Kāraṇatva — Bhagavān as the Cause of the Universe
Kāraṇatva designates Bhagavān's unique threefold causality in relation to the universe. In Indian philosophy, causation is analyzed into: upādāna-kāraṇa (material cause — what the effect is made of), nimitta-kāraṇa (efficient cause — the agent who acts), and sahakāri-kāraṇa (instrumental/cooperative cause — the tools and conditions). Viśiṣṭādvaita's bold claim is that Bhagavān alone is all three.

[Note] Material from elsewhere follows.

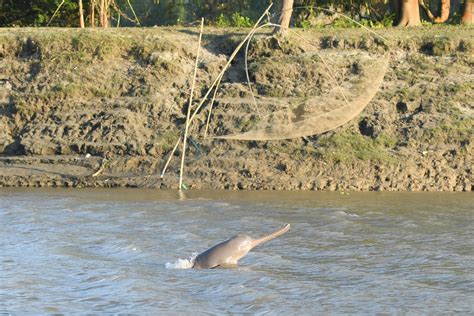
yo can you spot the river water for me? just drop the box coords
[1,189,473,314]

As upādāna-kāraṇa: The universe is made 'out of' Bhagavān — it is the transformation (pariṇāma) of Bhagavān's body (cit and achit in their subtle states). This is not pantheism because Bhagavān, as the soul of cit-achit, remains unchanged (nirvikāra) even as His body transforms. The Taittirīya Upaniṣad's 'sa brahma saṃskṛtya nirāsīt' ('From this, verily, all beings are born') is understood as Bhagavān's body (not His essential nature) becoming the universe.
As nimitta-kāraṇa: Bhagavān is the supreme agent who initiates, manages, and dissolves the universe (sṛṣṭi-sthiti-saṃhāra). This is His five-fold function (pañca-kṛtya) — creation, sustenance, dissolution, concealment, and grace. No secondary agent (Brahmā, Rudra) acts independently; they are all instruments through which Bhagavān's nimitta-kāraṇatva operates.
As sahakāri-kāraṇa: Bhagavān provides all the conditions and materials (time, the cosmic elements, the souls themselves) that enable the universe to manifest. He is 'the field and the knower of the field' simultaneously, enabling all cooperative causation.
This unified kāraṇatva is the philosophical basis for the Śrī Vaiṣṇava assertion that everything is Bhagavān's body — the universe did not emerge from something other than Brahman, nor did Brahman become unconsciously transformed into the universe. The world is real, Bhagavān is the cause, and the causal relationship does not diminish Bhagavān's absolute completeness (pūrṇatva).